The key insight is that if an element equals the sum of all other elements, then that element must be exactly half of the total array sum ?

• Calculate the total sum of all elements
• Store frequency of each element using a dictionary
• If total sum is even, check if total/2 exists in the array
• Return True if found, otherwise False

Example Implementation

from collections import defaultdict

def solve(nums):
    freq = defaultdict(int)
    total = 0
    
    # Calculate total sum and frequency of each element
    for i in range(len(nums)):
        freq[nums[i]] += 1
        total += nums[i]
    
    # Check if total is even and half exists in array
    if total % 2 == 0:
        if freq[total // 2]:
            return True
    
    return False

# Test the function
nums = [3, 2, 10, 4, 1]
result = solve(nums)
print(f"Array: {nums}")
print(f"Has element equal to sum of others: {result}")

Array: [3, 2, 10, 4, 1]
Has element equal to sum of others: True

How It Works

Let's trace through the example [3, 2, 10, 4, 1] ?

def solve_with_trace(nums):
    freq = defaultdict(int)
    total = 0
    
    print(f"Processing array: {nums}")
    
    for num in nums:
        freq[num] += 1
        total += num
    
    print(f"Total sum: {total}")
    print(f"Frequency map: {dict(freq)}")
    
    if total % 2 == 0:
        target = total // 2
        print(f"Target value (total/2): {target}")
        
        if freq[target]:
            print(f"Element {target} found in array!")
            return True
        else:
            print(f"Element {target} not found in array")
    else:
        print("Total sum is odd, no solution possible")
    
    return False

# Test with example
nums = [3, 2, 10, 4, 1]
result = solve_with_trace(nums)

Processing array: [3, 2, 10, 4, 1]
Total sum: 20
Frequency map: {3: 1, 2: 1, 10: 1, 4: 1, 1: 1}
Target value (total/2): 10
Element 10 found in array!

Additional Test Cases

# Test multiple cases
test_cases = [
    [3, 2, 10, 4, 1],  # True: 10 = 3+2+4+1
    [1, 2, 3, 6],      # True: 6 = 1+2+3  
    [1, 2, 3, 4],      # False: no element equals sum of others
    [5, 5],            # True: 5 = 5
    [1, 1, 1, 3]       # True: 3 = 1+1+1
]

for i, nums in enumerate(test_cases, 1):
    result = solve(nums)
    print(f"Test {i}: {nums} ? {result}")

Test 1: [3, 2, 10, 4, 1] ? True
Test 2: [1, 2, 3, 6] ? True
Test 3: [1, 2, 3, 4] ? False
Test 4: [5, 5] ? True
Test 5: [1, 1, 1, 3] ? True

Time and Space Complexity

Time Complexity: O(n) where n is the length of the array.
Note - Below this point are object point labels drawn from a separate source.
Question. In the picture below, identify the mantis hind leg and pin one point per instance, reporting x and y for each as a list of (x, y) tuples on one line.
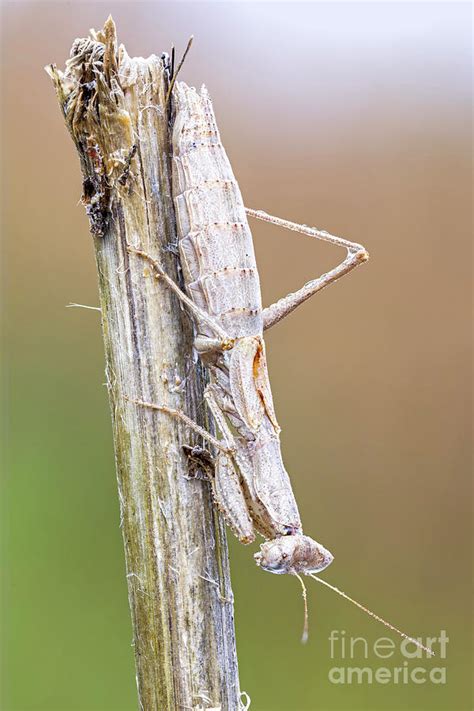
[(356, 254)]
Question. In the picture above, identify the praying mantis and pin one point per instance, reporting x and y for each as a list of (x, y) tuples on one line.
[(250, 484)]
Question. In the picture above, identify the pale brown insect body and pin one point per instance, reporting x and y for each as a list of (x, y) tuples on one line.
[(221, 277), (250, 483)]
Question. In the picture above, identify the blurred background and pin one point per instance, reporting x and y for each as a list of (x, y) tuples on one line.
[(350, 117)]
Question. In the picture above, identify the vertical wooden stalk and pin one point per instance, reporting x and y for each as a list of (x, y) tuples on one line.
[(175, 545)]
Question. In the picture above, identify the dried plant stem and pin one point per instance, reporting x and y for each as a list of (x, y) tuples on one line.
[(175, 545)]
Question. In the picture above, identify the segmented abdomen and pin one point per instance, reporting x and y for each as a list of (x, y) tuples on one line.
[(215, 241)]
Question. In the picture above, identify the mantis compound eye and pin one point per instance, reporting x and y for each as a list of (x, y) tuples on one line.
[(293, 554)]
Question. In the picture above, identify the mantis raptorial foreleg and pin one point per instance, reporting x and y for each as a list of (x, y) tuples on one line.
[(356, 254), (225, 479), (225, 446)]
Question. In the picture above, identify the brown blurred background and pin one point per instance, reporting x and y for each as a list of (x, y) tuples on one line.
[(351, 117)]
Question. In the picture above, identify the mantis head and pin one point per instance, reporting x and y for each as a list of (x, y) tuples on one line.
[(293, 554)]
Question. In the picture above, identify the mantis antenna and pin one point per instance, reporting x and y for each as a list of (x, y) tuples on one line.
[(372, 614), (304, 636)]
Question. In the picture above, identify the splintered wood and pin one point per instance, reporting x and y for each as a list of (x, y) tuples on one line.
[(175, 546), (158, 183)]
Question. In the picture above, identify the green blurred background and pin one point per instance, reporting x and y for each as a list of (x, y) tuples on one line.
[(352, 117)]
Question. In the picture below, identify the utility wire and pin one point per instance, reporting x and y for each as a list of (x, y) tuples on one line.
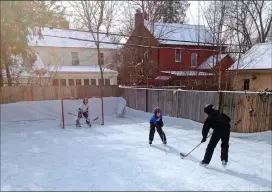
[(139, 45), (143, 37)]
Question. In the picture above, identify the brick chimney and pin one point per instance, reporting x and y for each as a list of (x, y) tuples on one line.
[(139, 18)]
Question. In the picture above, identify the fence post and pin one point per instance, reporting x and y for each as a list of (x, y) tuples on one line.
[(146, 100), (220, 101)]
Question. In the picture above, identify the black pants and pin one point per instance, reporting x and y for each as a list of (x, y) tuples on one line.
[(159, 130), (216, 136)]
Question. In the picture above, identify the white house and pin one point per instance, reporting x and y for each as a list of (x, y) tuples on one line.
[(69, 57)]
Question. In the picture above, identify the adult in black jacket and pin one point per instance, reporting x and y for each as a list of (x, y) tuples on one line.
[(220, 123)]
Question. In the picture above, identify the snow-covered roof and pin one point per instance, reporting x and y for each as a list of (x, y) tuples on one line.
[(188, 73), (91, 68), (257, 58), (20, 69), (180, 32), (211, 61), (163, 77), (48, 41)]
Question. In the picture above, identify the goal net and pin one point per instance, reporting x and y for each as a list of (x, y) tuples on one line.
[(69, 109)]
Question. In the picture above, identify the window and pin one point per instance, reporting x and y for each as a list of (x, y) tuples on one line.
[(107, 82), (246, 84), (93, 81), (194, 60), (55, 82), (63, 82), (101, 58), (86, 82), (75, 60), (100, 82), (71, 82), (178, 55), (78, 82)]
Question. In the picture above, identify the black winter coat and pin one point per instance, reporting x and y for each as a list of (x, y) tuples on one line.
[(219, 122)]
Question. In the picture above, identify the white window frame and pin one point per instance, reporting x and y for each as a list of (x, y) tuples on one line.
[(192, 60), (177, 55), (75, 59)]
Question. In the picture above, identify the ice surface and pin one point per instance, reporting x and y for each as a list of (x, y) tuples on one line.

We iterate through the array once.

Space Complexity: O(n) for storing the frequency map in the worst case when all elements are unique.

Conclusion

This approach efficiently solves the problem by recognizing that the target element must be exactly half of the total sum. Using a frequency map allows us to check existence in constant time.